" 白毛——浮绿水,红掌—— 好吃!"

[2] SQL Notes – Clause

Basic Clause

SELECT

SELECT prod_name
FROM Products;

For multiple columns, be sure to use a comma.

SELECT prod_name,prod_id,prod_price
FROM Products;

The following expression is more clearly.

SELECT   prod_name
        ,prod_id
        ,prod_price
FROM Products;

Retrieving multiple columns using a wildcard

Request all columns by using a asterisk(*) wildcard character.

SELECT *
FROM Products;

Limit results

If the database is very large, we can use LIMIT to limit the number of retrieved results.

SELECT *
FROM Products
LIMIT 5;

NULL and Primary Keys

Every column is either NULL or NOT NULL.

Primary keys cannot be null, they must have a value.

INSERT

INSERT INTO Shoes
(Id
,Brand
,Price
,Desc
)
VALUES
('12345'
,'Gucci'
,'695.00'
,NULL
);

CREATE

CREATE TEMPORARY TABLE Sandals AS
(
SELECT *
FROM Shoes
WHERE shoe_type = 'sandals'
);

Comments

Single line

SELECT shoe_id
--,brand_id
,shoe_name
FROM Shoes;

Section

SELECT shoe_id
/*,brand_id
,shoe_name
*/
FROM Shoes;

Filtering, Sorting, and Calculating

Introductions

Clauses and Operators in SQL

  • WHERE
  • BETWEEN
  • IN
  • OR
  • NOT
  • LIKE
  • ORDER BY
  • GROUP BY

Wildcards

*,%

Math Operators

  • AVERAGE
  • COUNT
  • MAX
  • MIN

 

Why?

  • Be specific about the data you want to retrieve
  • Reduce the number of records you retrieve
  • Increase query performance
  • Reduce the strain on the client application
  • Governance the limitations

WHERE

SELECT column_name,column_name
FROM table_name
WHERE column_name operator value;

 

Single condition

SELECT ProductName
,UnitPrice
,SupplierID
FROM Products
WHERE ProductName =  'Tofu';

Single Value

SELECT ProductName
,UnitPrice
,SupplierID
FROM Products
WHERE UnitPrice >=  75;

Checking for Non-Matches

SELECT ProductName
,UnitPrice
,SupplierID
FROM Products
WHERE ProductName <>  'Alice'; --excluding 'Alice'

Range of Values(Between…and…)

SELECT ProductName
,UnitPrice
,SupplierID
FROM Products
WHERE UnitsInStock BETWEEN 15 AND 80;

No Value (NULL)

SELECT ProductName
,UnitPrice
,SupplierID
FROM Products
WHERE ProductName IS NULL;

IN, OR, and NOT

IN

  • Specifies a range of conditions
  • Comma delimited list of values
  • Enclosed in ()

Example

SELECT ProductID
,UnitPrice
,SupplierID
FROM Products
WHERE SupplierID IN (9,10,11);

OR operator

DBMS will not evaluate the second conditions in WHERE clause if the first condition is met.

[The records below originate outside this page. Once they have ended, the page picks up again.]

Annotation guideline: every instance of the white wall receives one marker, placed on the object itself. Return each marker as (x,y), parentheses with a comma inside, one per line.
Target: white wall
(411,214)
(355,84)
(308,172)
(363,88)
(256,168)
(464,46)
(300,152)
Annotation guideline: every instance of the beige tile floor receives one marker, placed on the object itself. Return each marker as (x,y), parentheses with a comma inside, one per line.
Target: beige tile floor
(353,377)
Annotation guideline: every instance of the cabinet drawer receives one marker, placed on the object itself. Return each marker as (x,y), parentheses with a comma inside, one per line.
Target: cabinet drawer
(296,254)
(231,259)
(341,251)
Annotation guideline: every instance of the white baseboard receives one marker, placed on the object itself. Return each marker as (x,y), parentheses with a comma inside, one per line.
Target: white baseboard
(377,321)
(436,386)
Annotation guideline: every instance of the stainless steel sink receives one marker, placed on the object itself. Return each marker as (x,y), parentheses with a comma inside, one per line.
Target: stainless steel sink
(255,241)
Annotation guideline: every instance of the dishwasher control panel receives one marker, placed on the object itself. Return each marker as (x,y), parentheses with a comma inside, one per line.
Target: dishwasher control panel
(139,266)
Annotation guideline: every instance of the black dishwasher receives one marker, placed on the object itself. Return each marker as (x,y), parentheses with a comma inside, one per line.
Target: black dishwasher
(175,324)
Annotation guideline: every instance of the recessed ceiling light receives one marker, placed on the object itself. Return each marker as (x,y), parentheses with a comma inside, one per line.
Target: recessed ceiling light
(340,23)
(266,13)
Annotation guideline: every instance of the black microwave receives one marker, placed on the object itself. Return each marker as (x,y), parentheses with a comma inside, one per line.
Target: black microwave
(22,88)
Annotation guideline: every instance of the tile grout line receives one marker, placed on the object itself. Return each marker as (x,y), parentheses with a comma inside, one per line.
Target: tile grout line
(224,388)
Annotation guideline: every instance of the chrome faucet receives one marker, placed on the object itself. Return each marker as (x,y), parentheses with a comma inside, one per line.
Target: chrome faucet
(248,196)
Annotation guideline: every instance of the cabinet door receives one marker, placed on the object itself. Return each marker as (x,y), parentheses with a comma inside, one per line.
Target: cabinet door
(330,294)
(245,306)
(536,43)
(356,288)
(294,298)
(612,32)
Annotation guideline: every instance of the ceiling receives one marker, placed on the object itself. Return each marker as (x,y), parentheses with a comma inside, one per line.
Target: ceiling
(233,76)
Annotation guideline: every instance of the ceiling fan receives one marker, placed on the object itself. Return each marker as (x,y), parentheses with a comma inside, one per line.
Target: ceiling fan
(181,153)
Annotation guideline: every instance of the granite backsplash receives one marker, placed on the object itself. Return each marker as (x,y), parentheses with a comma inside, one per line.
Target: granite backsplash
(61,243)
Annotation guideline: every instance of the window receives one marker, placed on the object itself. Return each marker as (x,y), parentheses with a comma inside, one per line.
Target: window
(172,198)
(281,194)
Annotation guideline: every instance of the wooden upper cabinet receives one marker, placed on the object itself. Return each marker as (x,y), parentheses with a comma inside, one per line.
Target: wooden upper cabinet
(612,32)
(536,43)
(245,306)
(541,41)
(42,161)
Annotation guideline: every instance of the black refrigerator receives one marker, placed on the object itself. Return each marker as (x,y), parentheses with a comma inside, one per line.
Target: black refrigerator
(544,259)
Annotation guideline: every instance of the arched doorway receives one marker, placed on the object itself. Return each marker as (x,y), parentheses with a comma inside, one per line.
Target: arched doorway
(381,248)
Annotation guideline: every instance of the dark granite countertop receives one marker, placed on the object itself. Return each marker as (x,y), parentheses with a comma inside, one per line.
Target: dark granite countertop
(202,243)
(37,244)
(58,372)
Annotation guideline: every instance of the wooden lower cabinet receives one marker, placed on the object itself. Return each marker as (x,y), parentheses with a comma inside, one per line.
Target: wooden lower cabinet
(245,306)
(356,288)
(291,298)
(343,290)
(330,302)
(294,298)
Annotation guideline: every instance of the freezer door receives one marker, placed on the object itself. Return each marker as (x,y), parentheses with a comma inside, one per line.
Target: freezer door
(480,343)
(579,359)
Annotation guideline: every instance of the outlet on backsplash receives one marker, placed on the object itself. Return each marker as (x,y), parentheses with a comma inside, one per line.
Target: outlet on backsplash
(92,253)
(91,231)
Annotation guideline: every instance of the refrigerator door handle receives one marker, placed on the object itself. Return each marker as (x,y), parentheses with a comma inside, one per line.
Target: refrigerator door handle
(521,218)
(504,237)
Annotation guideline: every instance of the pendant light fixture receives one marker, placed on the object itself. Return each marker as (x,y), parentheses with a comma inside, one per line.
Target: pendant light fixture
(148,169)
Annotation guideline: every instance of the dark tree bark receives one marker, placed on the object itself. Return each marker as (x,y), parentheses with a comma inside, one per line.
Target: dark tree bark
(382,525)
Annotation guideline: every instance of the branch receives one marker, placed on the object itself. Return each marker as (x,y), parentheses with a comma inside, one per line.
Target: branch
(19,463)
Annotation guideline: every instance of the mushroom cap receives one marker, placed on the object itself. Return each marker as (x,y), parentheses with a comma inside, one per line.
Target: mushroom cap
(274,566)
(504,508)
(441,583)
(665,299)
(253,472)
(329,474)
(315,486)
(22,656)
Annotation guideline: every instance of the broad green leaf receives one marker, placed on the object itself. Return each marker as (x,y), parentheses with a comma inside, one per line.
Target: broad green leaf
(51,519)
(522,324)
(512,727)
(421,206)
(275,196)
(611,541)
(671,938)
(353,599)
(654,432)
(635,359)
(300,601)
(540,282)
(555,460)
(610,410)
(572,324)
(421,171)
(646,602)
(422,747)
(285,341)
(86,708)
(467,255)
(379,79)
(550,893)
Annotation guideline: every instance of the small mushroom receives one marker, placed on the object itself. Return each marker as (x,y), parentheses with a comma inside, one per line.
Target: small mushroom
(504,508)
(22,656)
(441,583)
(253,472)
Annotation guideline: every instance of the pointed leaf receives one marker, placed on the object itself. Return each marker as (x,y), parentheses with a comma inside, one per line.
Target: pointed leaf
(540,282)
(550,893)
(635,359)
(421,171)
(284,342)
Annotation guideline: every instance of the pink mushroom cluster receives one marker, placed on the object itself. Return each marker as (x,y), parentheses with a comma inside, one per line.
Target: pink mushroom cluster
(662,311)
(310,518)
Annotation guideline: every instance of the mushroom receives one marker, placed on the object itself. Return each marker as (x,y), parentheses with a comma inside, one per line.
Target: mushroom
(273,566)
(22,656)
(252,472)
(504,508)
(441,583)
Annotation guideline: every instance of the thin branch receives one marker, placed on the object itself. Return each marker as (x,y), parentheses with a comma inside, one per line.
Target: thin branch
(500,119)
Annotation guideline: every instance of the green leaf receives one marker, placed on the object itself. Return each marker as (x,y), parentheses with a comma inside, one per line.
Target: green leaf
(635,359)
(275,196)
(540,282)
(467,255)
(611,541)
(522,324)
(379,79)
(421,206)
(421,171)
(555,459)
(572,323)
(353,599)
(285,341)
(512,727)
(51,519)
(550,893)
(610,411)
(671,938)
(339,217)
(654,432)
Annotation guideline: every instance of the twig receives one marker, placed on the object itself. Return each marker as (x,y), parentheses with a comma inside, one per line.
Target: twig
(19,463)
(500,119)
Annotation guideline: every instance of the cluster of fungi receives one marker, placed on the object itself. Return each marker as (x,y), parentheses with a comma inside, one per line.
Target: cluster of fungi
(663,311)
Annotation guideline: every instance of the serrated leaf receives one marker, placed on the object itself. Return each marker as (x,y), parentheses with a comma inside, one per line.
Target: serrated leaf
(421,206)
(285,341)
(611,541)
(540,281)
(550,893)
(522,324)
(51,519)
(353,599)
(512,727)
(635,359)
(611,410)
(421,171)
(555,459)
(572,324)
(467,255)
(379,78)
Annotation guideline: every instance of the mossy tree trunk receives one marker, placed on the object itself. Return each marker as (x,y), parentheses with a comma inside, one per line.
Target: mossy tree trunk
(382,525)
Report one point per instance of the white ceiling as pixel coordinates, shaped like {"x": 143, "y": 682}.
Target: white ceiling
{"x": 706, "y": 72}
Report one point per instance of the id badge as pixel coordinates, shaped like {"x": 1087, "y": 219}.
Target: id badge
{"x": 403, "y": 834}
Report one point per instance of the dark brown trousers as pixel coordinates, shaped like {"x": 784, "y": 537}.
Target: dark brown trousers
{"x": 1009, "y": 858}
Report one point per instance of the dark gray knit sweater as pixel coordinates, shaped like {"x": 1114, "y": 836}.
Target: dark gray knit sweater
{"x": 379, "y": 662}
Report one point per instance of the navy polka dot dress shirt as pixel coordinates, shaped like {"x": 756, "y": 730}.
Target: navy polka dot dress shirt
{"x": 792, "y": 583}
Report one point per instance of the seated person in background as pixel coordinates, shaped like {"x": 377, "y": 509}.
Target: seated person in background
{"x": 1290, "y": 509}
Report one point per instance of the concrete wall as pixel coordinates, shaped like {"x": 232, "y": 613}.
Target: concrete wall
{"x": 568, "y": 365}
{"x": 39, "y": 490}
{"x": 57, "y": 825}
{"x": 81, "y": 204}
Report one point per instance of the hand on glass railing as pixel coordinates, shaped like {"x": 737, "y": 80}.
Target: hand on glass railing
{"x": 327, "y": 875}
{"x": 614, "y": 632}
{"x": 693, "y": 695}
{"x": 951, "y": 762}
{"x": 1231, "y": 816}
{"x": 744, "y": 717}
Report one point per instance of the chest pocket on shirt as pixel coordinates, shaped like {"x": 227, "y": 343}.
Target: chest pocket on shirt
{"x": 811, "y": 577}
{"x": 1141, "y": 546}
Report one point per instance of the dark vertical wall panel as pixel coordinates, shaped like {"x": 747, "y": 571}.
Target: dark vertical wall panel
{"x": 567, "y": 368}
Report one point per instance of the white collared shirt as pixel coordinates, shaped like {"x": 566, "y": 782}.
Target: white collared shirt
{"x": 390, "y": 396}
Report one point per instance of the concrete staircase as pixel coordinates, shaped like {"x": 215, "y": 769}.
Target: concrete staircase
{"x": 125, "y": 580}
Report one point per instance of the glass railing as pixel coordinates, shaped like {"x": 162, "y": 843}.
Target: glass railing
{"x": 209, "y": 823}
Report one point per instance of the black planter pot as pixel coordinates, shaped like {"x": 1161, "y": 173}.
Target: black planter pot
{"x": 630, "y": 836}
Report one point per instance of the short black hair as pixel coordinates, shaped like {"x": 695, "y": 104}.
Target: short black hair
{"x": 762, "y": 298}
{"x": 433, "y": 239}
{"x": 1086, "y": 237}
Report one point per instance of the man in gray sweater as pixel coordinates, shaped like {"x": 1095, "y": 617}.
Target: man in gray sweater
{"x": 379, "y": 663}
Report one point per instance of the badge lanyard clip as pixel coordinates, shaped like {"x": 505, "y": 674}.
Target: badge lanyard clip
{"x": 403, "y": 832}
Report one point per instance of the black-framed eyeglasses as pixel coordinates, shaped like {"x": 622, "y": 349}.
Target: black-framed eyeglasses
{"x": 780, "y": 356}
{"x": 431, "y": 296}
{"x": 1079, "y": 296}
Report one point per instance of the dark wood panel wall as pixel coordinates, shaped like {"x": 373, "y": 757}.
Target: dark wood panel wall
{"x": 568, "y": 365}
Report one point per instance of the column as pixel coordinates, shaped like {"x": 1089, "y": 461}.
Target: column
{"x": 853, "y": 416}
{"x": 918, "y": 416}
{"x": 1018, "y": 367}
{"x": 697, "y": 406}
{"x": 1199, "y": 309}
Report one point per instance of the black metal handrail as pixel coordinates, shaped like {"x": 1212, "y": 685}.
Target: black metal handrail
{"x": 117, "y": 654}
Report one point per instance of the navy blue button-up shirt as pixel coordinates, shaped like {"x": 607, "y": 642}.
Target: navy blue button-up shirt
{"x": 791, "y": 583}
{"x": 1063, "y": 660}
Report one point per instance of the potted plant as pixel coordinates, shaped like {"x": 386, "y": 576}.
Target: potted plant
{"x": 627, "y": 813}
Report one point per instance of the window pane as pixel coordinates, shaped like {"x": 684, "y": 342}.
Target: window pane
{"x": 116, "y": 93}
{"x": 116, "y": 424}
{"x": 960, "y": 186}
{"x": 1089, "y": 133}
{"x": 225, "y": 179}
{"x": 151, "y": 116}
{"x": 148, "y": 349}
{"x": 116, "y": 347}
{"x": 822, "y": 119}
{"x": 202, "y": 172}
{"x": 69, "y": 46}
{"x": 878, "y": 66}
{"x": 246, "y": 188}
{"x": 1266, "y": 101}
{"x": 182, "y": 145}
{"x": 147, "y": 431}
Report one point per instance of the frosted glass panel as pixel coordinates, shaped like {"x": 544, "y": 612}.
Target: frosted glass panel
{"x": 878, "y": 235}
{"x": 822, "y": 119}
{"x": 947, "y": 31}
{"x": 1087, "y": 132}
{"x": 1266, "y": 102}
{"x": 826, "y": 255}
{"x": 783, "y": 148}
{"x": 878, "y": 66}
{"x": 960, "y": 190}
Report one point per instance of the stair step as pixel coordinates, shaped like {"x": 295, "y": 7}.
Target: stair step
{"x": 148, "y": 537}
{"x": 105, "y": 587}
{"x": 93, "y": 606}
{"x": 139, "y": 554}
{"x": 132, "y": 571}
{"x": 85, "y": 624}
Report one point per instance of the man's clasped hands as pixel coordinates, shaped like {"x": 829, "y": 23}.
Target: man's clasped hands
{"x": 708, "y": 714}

Use for any rows matching the specific conditions.

SELECT ProductName
,UnitPrice
,SupplierID
FROM Products
WHERE ProductName =  'Tofu' OR 'Konbu';

IN vs. OR

IN works the same as OR.

Benefits of IN:

  1. Long list of options,
  2. IN executes faster than OR,
  3. Don’t have to think about the order with IN,
  4. Can contain another SELECT5

OR with AND

SELECT ProductName
,UnitPrice
,SupplierID
FROM Products
WHERE SupplierID =  9 OR SupplierID =  11 AND UnitPrice > 15;
SELECT ProductName
,UnitPrice
,SupplierID
FROM Products
WHERE (SupplierID =  9 OR SupplierID =  11) AND UnitPrice > 15;

Don’t rely on the default order, it’s better to have the habit of using the ().

NOT

SELECT *
FROM Employees
WHERE NOT City = 'London' AND NOT City = 'Seattle';

Wildcards

  • Special character used to match parts of a value,
  • Use LIKE Operator

What are wildcards?

  • Can only be used with strings.
  • Cannot be used for non-text datatype.
  • Helpful for data scientists as they explore string variables.

Using % wildcards

  • % wildcards will NOT match NULLS, NULL represents no value in a column.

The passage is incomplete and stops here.